Présentation de la ZAC de Noisy-Champs au SIMI

La volonté de gommer les frontières physiques s’observe d’abord dans l’objet architectural que constitue la future gare, que l’on doit à l’Agence Duthilleul, spirale posée entre Noisy-le-Grand et Champs, qui aura pour tâche de faciliter aux 150 000 usagers qui la fréquenteront les échanges entre les différentes lignes, établies entre -21 mètres de profondeur pour la ligne 16, - 13,5 mètres pour la ligne 15, les niveaux accueillant le RER A, et finalement la surface.

Présentation de la ZAC de Noisy-Champs au SIMI

Paradoxalement, c’est peut-être au niveau de la surface que se situent les enjeux les plus importants.
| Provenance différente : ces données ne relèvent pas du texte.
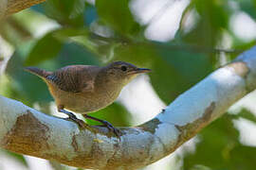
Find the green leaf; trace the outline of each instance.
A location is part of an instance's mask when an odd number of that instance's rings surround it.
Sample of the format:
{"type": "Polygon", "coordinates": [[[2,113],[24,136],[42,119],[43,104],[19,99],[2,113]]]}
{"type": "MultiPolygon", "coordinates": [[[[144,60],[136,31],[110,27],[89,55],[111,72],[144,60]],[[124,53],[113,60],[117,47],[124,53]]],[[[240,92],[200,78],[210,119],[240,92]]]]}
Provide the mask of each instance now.
{"type": "Polygon", "coordinates": [[[82,26],[85,0],[48,0],[45,4],[48,17],[63,26],[82,26]]]}
{"type": "Polygon", "coordinates": [[[135,35],[139,26],[129,9],[128,0],[99,0],[96,8],[100,19],[123,35],[135,35]]]}
{"type": "Polygon", "coordinates": [[[186,153],[184,169],[202,164],[213,170],[254,170],[256,147],[245,146],[232,124],[233,115],[225,114],[198,135],[200,142],[192,153],[186,153]]]}
{"type": "Polygon", "coordinates": [[[47,33],[40,39],[27,58],[26,65],[37,65],[42,61],[52,59],[58,55],[63,43],[53,36],[53,32],[47,33]]]}

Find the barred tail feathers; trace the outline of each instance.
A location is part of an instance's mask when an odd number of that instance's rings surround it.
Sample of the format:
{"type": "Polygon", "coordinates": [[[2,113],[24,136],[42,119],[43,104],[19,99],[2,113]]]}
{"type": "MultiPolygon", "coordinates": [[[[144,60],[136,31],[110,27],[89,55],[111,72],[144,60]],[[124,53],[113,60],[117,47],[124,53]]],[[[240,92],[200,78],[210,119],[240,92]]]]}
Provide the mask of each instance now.
{"type": "Polygon", "coordinates": [[[25,70],[43,78],[46,78],[51,74],[50,72],[36,67],[26,67],[25,70]]]}

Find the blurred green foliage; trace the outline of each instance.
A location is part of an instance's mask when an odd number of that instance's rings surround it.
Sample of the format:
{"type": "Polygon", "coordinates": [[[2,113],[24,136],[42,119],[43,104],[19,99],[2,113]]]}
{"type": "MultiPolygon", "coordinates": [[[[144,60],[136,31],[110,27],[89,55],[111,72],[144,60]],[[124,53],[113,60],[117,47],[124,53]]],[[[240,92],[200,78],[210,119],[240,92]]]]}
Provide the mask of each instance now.
{"type": "MultiPolygon", "coordinates": [[[[129,0],[98,0],[95,5],[86,0],[47,0],[1,21],[0,36],[14,48],[1,78],[1,94],[29,106],[39,103],[48,107],[52,97],[46,84],[24,72],[24,66],[56,70],[68,64],[104,65],[125,60],[153,70],[150,81],[159,98],[168,104],[218,68],[222,64],[220,54],[229,61],[255,44],[255,40],[239,38],[230,25],[238,12],[255,21],[255,0],[191,0],[174,39],[164,42],[145,37],[149,24],[137,22],[130,4],[129,0]],[[188,30],[186,22],[192,13],[197,17],[188,30]],[[35,34],[48,23],[55,27],[40,36],[35,34]],[[233,53],[215,50],[226,43],[225,36],[233,53]]],[[[130,112],[119,103],[94,115],[115,126],[131,125],[130,112]]],[[[218,119],[198,135],[195,151],[185,153],[183,168],[255,169],[256,148],[241,144],[232,124],[241,117],[256,122],[247,110],[218,119]]],[[[22,156],[12,156],[27,166],[22,156]]]]}

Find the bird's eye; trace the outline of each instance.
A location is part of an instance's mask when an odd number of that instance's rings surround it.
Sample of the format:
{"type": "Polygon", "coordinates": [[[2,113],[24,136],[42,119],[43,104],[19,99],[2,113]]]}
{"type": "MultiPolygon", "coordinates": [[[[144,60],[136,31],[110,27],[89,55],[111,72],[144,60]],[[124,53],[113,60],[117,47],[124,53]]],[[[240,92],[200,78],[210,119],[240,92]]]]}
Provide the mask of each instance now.
{"type": "Polygon", "coordinates": [[[121,71],[125,72],[127,70],[127,67],[126,66],[121,66],[121,71]]]}

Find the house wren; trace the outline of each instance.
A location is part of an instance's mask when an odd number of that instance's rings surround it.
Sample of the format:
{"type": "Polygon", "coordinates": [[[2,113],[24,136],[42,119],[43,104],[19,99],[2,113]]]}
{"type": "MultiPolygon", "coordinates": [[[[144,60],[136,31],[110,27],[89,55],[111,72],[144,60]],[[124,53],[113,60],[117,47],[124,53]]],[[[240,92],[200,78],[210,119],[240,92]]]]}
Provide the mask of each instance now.
{"type": "Polygon", "coordinates": [[[36,67],[27,67],[27,71],[43,78],[58,107],[58,111],[68,115],[68,119],[80,127],[85,123],[72,112],[79,112],[84,118],[99,121],[119,136],[119,130],[110,123],[87,115],[112,104],[121,89],[137,75],[151,70],[116,61],[105,67],[94,65],[68,65],[55,72],[47,72],[36,67]],[[65,110],[66,109],[66,110],[65,110]]]}

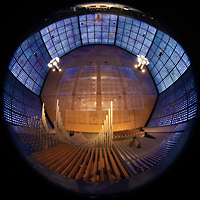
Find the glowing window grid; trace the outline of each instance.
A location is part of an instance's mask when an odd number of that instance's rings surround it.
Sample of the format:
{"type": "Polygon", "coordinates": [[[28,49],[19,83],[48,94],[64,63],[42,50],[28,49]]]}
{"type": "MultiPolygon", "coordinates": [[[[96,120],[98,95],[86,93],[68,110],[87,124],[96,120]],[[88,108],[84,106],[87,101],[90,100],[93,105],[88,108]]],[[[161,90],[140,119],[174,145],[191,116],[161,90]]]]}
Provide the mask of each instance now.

L’emprise du chantier des lignes 15 et 16, s’étendant sur un linéaire de près de 2 km entre Noisy-le-Grand et Champs-sur-Marne, a exacerbé la coupure physique qui existait entre les deux communes, bien visible sur la vue aérienne.

En effet, Noisy-le-Grand et Champs-sur-Marne s’avèrent actuellement séparés par le Boulevard du Ru de Nesle, infrastructure routière au caractère peu urbain avec un profil à 2 X 2 voies, un trafic important et une vitesse des véhicules que les feux et autres dispositifs de gestion dynamique avaient du mal à limiter.

En plus de cette infrastructure routière, des emprises foncières constituées par des délaissés d’un projet autoroutier jamais réalisé, sur lesquelles sont établis les chantiers de la Société du Grand Paris, faisaient office de no-man’s land à l’est de Noisy-le-Grand et ne facilitaient pas des déplacements courts par exemple ceux d’étudiants de la Cité Descartes se rendant au centre commercial du Champy

Présentation de la ZAC de Noisy-Champs au SIMI

Pour corriger les difficultés constatées dans les déplacements et plus largement pour tirer profit de l’augmentation de la qualité de la desserte du secteur avec l’arrivée des nouvelles lignes de métro, et intégrer physiquement la future gare à son environnement, un projet urbain a été développé.

Il vise à ce que la gare et ses dessertes bénéficient aux populations et aux actifs accueillis dans de nouveaux programmes de construction, mais également aux quartiers déjà-là, comme par exemple celui du Champy qui relève de la géographie prioritaire de la politique de la Ville.

En outre, il s’appuie sur la possibilité de déplacer le boulevard du ru de Nesle au-dessus des infrastructures du Grand Paris express, libérant des emprises constructibles à la place de la voirie, sans consommation supplémentaire d’emprises en pleine terre.

La révision du plan local d’urbanisme, finalisée à l’automne 2017, a été l’occasion de définir une orientation d’aménagement et de programmation sectorielle résumant ces principes autour des objectifs suivants :

•    Accueillir une programmation urbaine mixte autour de la gare en préservant le poumon vert que constitue le parc de la Butte Verte
•    Requalifier les quartiers existants, notamment en développant des liaisons les reliant à la gare et en traitant les différences d’altimétries, caractéristiques de l’urbanisme sur dalle des quartiers du Champy et de la Butte Verte.

Présentation de la ZAC de Noisy-Champs au SIMI

En 2017, en parallèle à la révision du PLU, une concertation préalable à une opération d’aménagement a été lancée, alimentée par les travaux d’une équipe de maîtrise d’œuvre urbaine sous l’égide de l’agence D&A, qui a abouti à l’élaboration d’un schéma directeur d’aménagement, validé dans le cadre du bilan de cette concertation, en décembre 2017.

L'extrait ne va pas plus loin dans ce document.